The Fox network is letting employees of some troubled small businesses decide which one of their colleagues will be laid off – and turning the results into a reality TV show.
The series, “Someone’s Gotta Go,” is in production, but Fox wouldn’t say this week when it would go on the air.
Each episode will feature a company with about 15 or 20 employees that needs to cut costs because of the economy. Instead of the boss deciding who is fired, the company will open its books to show everyone’s salaries and let the employees make the call.
In a reverse twist on “The Apprentice,” the chosen one loses, instead of gets, a job.
Fox says the laid-off worker will get a small severance, but isn’t saying whether the network or producers are paying the participants in anything beyond the chance for prime-time fame.
The network is developing the show with Endemol USA, the company behind “Big Brother,” “Deal or No Deal” and “Fear Factor.”
Tory Johnson, founder and chief executive officer of Women For Hire, which organizes job fairs and advises women seeking work, said she wonders whether “Someone’s Gotta Go” is a good idea at a time when so many people are out of work.
“For most people who are concerned about job security or are desperate to get hired, I don’t think there’s much to laugh at in terms of watching someone else’s pain and misery,” said Johnson, a regular contributor to ABC’s “Good Morning America.”
But Mike Darnell, chief of alternative programming at Fox, said everyone who participates in the show knows fully what they are doing.
“I feel that it’s part of the times that we are living in,” Darnell said. “It’s certainly no worse than watching the news every night and hearing all the statistics and watching what is happening.
“To be frank, like all these shows, if you don’t want to watch, don’t watch it.”

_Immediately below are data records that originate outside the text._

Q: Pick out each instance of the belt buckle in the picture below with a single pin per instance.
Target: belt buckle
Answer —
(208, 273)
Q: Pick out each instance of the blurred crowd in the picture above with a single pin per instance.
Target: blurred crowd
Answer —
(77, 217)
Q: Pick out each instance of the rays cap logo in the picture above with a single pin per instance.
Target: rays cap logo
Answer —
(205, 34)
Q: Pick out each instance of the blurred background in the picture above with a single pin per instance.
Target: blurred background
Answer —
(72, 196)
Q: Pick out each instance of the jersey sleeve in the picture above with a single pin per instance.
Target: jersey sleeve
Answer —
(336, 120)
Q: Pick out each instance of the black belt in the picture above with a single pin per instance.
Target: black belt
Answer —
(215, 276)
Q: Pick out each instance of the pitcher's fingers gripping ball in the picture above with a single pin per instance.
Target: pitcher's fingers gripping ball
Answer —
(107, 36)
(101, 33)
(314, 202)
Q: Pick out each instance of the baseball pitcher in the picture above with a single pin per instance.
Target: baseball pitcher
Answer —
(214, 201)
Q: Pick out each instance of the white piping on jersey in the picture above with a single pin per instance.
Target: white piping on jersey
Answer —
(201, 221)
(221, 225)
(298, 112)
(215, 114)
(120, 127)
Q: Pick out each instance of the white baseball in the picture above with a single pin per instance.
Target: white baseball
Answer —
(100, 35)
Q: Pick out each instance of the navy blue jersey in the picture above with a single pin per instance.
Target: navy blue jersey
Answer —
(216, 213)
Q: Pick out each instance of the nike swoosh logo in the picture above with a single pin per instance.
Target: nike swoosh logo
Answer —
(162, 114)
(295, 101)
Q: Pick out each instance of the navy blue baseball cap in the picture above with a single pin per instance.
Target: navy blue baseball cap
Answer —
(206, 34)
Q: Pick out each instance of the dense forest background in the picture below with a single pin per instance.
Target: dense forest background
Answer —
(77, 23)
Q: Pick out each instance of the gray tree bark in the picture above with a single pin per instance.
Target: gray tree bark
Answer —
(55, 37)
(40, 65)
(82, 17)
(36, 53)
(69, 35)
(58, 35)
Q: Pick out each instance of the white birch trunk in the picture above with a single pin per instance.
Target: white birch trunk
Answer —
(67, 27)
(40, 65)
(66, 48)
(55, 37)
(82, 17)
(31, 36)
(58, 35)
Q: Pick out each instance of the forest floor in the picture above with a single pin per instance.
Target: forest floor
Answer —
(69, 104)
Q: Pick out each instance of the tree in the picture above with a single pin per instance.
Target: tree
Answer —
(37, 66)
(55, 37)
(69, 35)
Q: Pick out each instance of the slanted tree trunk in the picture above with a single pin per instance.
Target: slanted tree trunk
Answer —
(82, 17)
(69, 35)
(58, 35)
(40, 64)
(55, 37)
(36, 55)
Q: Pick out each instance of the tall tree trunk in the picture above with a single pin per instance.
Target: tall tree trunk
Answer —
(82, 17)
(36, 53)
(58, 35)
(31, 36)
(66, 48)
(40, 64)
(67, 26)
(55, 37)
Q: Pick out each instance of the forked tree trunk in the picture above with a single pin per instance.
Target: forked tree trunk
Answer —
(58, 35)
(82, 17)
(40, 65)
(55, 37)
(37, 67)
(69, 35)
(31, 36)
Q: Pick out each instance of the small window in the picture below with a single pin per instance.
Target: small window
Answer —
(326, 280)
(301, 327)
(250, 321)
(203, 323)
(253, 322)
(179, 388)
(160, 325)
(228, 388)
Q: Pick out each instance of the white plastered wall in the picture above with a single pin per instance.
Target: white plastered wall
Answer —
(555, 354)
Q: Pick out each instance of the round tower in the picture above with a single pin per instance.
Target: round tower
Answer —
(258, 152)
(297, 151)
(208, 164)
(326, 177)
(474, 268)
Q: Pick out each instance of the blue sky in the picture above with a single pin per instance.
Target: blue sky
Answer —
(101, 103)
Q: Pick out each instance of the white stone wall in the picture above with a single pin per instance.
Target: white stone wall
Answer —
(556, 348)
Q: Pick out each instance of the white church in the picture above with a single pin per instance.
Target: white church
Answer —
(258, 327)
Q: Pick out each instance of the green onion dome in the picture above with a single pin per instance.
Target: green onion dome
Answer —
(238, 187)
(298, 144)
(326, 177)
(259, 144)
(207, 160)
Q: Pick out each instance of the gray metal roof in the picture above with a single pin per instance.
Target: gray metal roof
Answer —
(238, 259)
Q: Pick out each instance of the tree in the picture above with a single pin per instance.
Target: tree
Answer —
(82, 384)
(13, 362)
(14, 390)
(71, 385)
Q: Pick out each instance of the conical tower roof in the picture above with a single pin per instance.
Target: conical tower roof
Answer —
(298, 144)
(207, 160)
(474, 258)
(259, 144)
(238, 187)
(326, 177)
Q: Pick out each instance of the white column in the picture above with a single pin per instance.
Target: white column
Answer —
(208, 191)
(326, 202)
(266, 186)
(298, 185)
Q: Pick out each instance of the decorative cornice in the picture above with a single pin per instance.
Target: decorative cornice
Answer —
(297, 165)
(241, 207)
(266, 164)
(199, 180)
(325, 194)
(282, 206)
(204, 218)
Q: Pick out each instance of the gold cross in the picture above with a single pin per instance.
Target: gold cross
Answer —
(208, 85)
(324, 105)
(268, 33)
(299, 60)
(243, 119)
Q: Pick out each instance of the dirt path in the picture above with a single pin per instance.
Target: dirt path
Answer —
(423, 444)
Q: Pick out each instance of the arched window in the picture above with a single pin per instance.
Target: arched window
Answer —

Fox and Endemol have had “absolutely no trouble” finding companies willing to participate, he said.
The network wouldn’t reveal the show’s host, which it says is a business consultant who will offer advice to participating companies.

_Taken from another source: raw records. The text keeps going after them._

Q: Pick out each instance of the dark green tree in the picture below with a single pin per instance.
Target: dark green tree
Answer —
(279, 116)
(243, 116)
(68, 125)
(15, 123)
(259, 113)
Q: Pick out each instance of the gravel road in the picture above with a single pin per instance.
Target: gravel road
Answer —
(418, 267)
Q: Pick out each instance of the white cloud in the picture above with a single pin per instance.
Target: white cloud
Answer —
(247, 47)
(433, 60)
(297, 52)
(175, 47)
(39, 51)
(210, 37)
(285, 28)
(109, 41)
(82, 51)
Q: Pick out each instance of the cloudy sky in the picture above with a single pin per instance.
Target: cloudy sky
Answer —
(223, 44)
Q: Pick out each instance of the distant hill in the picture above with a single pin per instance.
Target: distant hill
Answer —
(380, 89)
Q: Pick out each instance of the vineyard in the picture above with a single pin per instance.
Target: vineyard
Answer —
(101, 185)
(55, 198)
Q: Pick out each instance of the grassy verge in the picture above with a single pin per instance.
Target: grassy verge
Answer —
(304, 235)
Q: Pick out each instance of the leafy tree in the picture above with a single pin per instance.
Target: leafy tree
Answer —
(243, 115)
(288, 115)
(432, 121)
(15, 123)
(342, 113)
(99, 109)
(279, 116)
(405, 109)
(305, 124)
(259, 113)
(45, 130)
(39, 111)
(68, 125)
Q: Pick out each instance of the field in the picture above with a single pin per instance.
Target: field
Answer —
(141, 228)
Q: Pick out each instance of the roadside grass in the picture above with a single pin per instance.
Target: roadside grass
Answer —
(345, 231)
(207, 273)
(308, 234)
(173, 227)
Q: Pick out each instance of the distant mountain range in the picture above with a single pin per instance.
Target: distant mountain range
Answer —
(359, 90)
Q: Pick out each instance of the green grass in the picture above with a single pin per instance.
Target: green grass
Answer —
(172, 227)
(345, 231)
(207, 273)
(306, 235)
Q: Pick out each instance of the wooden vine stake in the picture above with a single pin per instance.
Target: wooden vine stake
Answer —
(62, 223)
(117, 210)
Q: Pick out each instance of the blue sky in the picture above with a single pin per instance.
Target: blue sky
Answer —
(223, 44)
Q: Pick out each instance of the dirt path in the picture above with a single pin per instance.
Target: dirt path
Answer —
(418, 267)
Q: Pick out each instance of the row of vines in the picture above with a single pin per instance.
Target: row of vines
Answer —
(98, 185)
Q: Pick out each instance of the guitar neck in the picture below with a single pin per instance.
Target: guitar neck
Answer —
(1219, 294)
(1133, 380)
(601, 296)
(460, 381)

Darnell, a fan of “The Office,” said he’d been working with Endemol about a workplace show – perhaps involving an expert coming in to help a dysfunctional workplace – when he saw a news report about a company where the boss couldn’t decide who to lay off and left the job to his employees.
That became the basis for “Someone’s Gotta Go.”
He envisions it as a story about employee empowerment. Many people in the workplace can relate to seeing a colleague laid off and wondered why someone else they perceived as less valuable kept their job, he said.
Darnell said he wasn’t concerned about the emotional fallout in a workplace after “Someone’s Gotta Go,” where an employee might be left to work with a colleague they’d just said on national television should be fired.
“Sounds like good reality television,” he said. “You just described a good concept for a reality TV show.”